Nato da un operaio svizzero e madre italiana, aveva diverse nazionalità artistiche, tedesco di nascita e formazione culturale, basti pensare al conte russo innamorato di Edith Clever nella Marchesa von O. di Kleist diretto da Rohmer, aveva aggiunto l’amore per l’Italia in Pane e tulipani di Soldini nel ruolo di un timido cameriere che riaccende un sogno d’amore a Venezia, città di cui si era innamorato. E in Italia aveva lavorato con Giuseppe Bertolucci in Oggetti smarriti, un film d’amore esistenziale alla Stazione di Milano con la Melato, con la Huppert Signora delle camelie per Bolognini, nella serie tv su Coppi (era l’allenatore non vedente) e impersonando Tiziano Terzani in un film biografico cui ha regalato la misura di una profonda commozione, La fine è il mio inizio.
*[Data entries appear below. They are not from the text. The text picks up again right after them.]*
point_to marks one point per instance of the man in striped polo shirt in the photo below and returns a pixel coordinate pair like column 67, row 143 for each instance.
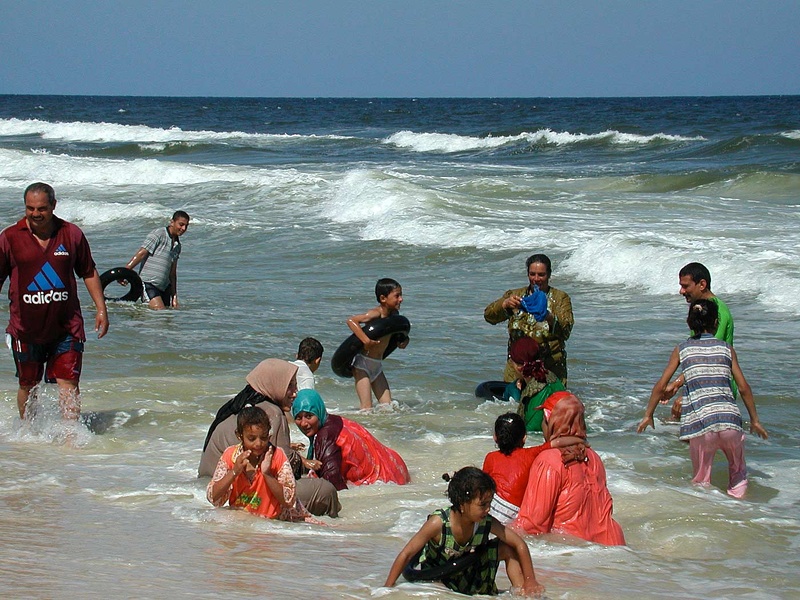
column 159, row 258
column 41, row 255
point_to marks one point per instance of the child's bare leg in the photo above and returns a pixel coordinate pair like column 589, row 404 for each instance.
column 69, row 399
column 514, row 569
column 363, row 389
column 380, row 387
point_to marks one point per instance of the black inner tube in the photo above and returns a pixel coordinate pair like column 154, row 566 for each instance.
column 133, row 290
column 395, row 325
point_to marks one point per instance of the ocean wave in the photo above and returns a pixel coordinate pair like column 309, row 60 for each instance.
column 447, row 143
column 104, row 133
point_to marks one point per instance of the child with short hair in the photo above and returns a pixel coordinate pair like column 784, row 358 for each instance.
column 453, row 545
column 510, row 465
column 309, row 357
column 710, row 418
column 255, row 475
column 368, row 365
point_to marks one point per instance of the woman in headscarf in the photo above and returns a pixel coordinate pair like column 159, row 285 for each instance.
column 342, row 451
column 535, row 383
column 271, row 386
column 567, row 490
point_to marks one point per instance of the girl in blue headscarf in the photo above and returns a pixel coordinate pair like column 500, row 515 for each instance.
column 341, row 450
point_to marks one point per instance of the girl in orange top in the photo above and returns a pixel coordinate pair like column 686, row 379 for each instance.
column 510, row 465
column 255, row 475
column 567, row 490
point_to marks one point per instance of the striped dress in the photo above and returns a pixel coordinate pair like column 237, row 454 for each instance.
column 709, row 404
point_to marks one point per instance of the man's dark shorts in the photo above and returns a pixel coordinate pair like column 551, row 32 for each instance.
column 63, row 359
column 151, row 291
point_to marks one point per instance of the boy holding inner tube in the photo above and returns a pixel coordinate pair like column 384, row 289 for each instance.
column 368, row 365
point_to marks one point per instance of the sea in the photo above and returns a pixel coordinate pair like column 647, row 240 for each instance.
column 298, row 206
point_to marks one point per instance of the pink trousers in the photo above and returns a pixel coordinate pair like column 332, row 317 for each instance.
column 702, row 450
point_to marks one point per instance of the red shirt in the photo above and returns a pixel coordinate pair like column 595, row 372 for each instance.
column 510, row 472
column 43, row 293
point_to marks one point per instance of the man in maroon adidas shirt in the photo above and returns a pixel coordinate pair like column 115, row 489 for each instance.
column 41, row 254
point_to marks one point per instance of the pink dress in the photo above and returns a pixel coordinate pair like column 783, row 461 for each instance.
column 571, row 499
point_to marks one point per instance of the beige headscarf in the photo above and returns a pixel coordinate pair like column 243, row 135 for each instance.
column 567, row 419
column 271, row 378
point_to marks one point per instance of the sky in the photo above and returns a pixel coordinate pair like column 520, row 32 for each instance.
column 404, row 48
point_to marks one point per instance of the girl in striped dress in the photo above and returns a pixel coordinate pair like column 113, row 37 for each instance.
column 710, row 420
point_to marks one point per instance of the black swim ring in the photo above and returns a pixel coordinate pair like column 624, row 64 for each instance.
column 416, row 572
column 491, row 390
column 395, row 325
column 134, row 289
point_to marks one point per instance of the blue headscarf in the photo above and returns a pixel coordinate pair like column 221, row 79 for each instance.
column 310, row 401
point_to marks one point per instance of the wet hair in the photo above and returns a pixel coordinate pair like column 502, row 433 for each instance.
column 509, row 429
column 697, row 272
column 384, row 287
column 40, row 187
column 310, row 349
column 702, row 317
column 251, row 415
column 542, row 258
column 467, row 484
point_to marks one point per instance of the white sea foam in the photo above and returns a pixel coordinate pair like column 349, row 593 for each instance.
column 21, row 167
column 451, row 143
column 115, row 133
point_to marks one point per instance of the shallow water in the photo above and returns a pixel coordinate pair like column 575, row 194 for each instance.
column 297, row 207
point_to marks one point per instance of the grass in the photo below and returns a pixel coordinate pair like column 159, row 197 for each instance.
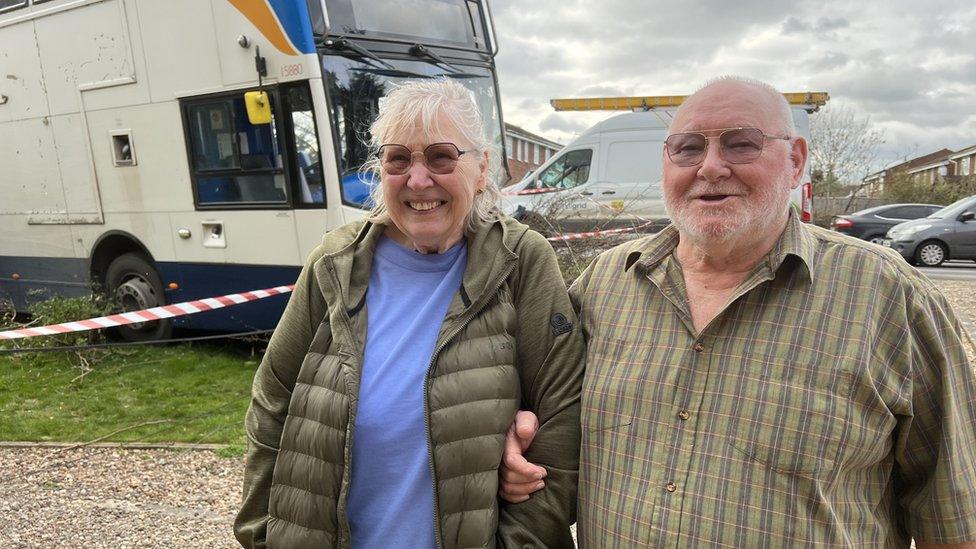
column 173, row 393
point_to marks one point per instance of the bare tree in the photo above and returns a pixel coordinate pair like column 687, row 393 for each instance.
column 843, row 148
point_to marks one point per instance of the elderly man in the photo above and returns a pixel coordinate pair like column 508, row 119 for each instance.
column 752, row 381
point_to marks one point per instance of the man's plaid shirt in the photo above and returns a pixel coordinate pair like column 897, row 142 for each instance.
column 829, row 403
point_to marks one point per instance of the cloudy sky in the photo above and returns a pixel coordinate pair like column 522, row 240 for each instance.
column 909, row 65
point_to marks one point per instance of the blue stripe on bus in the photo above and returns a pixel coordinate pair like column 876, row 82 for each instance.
column 293, row 15
column 41, row 278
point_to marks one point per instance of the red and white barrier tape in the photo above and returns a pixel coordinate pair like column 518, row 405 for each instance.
column 155, row 313
column 530, row 191
column 577, row 236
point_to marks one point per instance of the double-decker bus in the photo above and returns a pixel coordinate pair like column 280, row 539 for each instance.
column 128, row 158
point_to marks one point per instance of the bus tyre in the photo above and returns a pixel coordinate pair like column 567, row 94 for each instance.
column 134, row 284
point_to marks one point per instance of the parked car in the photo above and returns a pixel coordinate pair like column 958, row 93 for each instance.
column 949, row 233
column 872, row 224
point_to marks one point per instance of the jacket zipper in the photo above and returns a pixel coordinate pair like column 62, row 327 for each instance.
column 430, row 368
column 343, row 498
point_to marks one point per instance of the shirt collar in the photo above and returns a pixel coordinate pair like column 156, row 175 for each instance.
column 795, row 240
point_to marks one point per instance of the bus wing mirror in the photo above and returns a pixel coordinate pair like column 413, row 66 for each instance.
column 258, row 107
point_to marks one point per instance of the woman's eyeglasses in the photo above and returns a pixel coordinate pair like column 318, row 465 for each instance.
column 440, row 158
column 736, row 145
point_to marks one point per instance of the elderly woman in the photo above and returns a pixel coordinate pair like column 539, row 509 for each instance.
column 380, row 411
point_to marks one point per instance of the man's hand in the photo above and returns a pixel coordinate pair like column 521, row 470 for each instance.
column 518, row 477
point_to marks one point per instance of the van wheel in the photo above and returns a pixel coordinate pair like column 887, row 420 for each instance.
column 135, row 285
column 931, row 253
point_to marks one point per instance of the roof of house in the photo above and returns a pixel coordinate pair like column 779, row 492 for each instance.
column 511, row 128
column 963, row 152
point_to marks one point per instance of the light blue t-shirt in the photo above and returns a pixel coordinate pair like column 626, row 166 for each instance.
column 391, row 497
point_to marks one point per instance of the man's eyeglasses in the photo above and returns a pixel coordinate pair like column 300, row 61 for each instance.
column 440, row 158
column 737, row 145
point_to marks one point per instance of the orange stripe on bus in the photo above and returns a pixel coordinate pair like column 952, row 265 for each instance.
column 259, row 13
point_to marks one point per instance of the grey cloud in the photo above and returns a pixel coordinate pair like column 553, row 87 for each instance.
column 792, row 25
column 562, row 123
column 830, row 60
column 909, row 65
column 826, row 24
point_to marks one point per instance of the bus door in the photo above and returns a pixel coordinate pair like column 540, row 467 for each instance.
column 250, row 183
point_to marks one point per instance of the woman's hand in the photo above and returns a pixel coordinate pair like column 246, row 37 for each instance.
column 519, row 478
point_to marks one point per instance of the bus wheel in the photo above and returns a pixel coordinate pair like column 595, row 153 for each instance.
column 134, row 285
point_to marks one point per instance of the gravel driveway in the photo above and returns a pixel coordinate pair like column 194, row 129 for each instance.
column 99, row 497
column 106, row 497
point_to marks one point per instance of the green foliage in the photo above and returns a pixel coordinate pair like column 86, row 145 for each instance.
column 45, row 310
column 903, row 188
column 178, row 393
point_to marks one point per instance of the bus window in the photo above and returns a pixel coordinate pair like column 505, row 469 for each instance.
column 310, row 185
column 233, row 162
column 447, row 22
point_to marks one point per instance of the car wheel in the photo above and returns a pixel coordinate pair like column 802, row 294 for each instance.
column 135, row 285
column 931, row 253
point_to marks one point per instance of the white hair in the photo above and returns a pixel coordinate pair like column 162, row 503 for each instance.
column 785, row 112
column 422, row 103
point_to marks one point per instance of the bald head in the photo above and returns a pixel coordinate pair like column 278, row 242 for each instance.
column 749, row 102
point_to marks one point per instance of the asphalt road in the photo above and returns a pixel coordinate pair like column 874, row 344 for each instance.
column 952, row 270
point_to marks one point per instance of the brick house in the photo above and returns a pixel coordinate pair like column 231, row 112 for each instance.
column 923, row 168
column 964, row 161
column 526, row 151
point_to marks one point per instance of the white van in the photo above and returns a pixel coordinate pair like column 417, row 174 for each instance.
column 613, row 170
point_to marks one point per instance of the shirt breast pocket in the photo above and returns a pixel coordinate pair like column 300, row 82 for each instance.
column 792, row 420
column 612, row 385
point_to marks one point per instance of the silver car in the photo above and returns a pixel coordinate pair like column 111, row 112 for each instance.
column 949, row 233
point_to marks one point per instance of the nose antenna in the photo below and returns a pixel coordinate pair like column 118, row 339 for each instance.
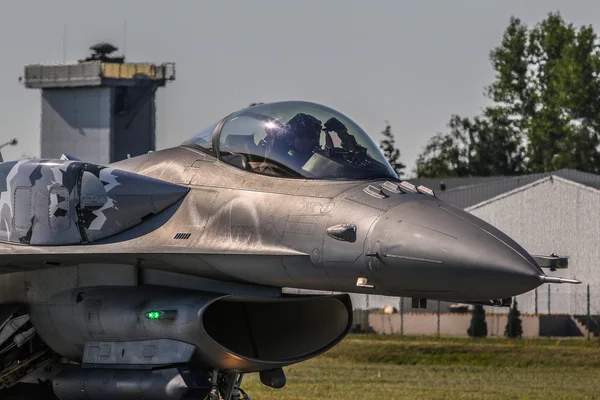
column 553, row 279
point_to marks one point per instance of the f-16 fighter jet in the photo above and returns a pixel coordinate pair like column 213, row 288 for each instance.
column 161, row 276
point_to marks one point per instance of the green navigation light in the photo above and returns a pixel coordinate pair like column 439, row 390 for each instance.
column 153, row 314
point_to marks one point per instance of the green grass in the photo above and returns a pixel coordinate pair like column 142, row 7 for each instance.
column 392, row 367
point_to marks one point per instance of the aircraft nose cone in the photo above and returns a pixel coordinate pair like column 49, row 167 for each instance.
column 433, row 250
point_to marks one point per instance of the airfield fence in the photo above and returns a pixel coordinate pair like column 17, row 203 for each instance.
column 395, row 315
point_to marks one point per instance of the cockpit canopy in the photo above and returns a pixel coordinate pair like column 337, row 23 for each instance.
column 295, row 139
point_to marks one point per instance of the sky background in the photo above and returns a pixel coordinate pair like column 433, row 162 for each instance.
column 412, row 63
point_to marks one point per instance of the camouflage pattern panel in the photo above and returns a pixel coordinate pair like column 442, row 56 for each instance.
column 61, row 202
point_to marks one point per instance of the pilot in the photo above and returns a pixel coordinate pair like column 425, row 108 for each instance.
column 303, row 134
column 293, row 143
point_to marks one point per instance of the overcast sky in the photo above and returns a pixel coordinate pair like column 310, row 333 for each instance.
column 411, row 63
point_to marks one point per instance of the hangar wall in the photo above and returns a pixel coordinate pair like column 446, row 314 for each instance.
column 560, row 216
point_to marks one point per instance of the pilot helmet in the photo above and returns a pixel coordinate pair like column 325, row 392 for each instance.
column 303, row 126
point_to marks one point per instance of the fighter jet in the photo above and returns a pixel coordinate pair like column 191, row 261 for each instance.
column 163, row 276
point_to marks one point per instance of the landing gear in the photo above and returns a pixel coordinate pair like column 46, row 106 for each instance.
column 226, row 386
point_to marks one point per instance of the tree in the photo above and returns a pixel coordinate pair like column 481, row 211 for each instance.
column 514, row 325
column 478, row 327
column 546, row 111
column 388, row 146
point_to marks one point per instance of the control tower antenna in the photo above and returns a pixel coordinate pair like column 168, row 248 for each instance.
column 13, row 142
column 98, row 109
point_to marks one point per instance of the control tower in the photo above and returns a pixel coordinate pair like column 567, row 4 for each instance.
column 100, row 109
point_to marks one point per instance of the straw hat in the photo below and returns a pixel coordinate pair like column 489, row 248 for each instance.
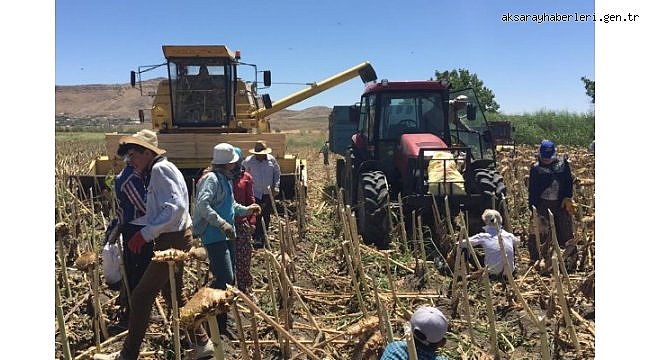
column 145, row 138
column 260, row 148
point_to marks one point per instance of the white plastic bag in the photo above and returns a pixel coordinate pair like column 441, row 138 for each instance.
column 111, row 262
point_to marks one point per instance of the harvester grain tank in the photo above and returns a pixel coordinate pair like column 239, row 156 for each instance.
column 204, row 101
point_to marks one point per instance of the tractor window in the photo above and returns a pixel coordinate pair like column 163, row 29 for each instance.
column 199, row 93
column 367, row 117
column 408, row 113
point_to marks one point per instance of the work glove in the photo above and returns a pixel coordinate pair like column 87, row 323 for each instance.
column 569, row 205
column 228, row 230
column 136, row 242
column 253, row 209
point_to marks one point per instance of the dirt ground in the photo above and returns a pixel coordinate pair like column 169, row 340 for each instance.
column 543, row 311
Ma se l’Italia era un aperto capitolo di ricambiato amore, Ganz ebbe l’imprimatur del grande teatro berlinese anni 70 formando con Stein il mitico «Schaubuhne», dove cambiava anima e abito tra Gorkij, Ibsen, Brecht, Hölderlin, fino a Botho Strauss poi tornando a Eschilo. Attore intellettuale, sapeva essere vicino al pubblico che ne riconosceva la sua verità interiore trasposta in molti personaggi, da Wenders in poi, anche con un pizzico di humour.
Angelo disarmato di fronte al disamore del mondo, in Il cielo sopra Berlino e poi nel sequel Così lontano così vicino era stato complice del cammino spirituale del regista con cui aveva cominciato la carriera in pieno noir (L’amico americano).
Il nuovo cinema tedesco di Handke, Schlöndorff, Herzog, la Germania del dopoguerra, l’annuncio della desolazione di un mondo che entrava in un’altra dimensione, dove era meglio essere un angelo innamorato e invisibile. Insomma la crisi dei rapporti visti dall’angolo espressivo di un attore essenziale, sfaccettato ma sempre europeo, un po’ come Albert Finney morto da poco.
Onorato da premi ovunque, dal David di Donatello al Pardo del Festival di Locarno, Ganz non si fece mai sedurre dalle sirene del cinema americano (solo i Ragazzi venuti dal Brasile) ma accettò sua sponte scegliendo le occasioni di rilancio dello spettacolo intimista.
Teneva Amleto come bussola e il grande teatro come riferimento, alternando tragedie e commedie dello spirito (L’eternità non è un giorno, testamento di Anghelopoulos) senza il sovrappeso retorico ma con naturale, profonda leggerezza, la stessa con cui sapeva passare da Goethe al nonno di Heidi nella fiaba svizzera rifatta nel 2015: perché in fondo ogni storia, con quegli occhi, era degna d’essere raccontata.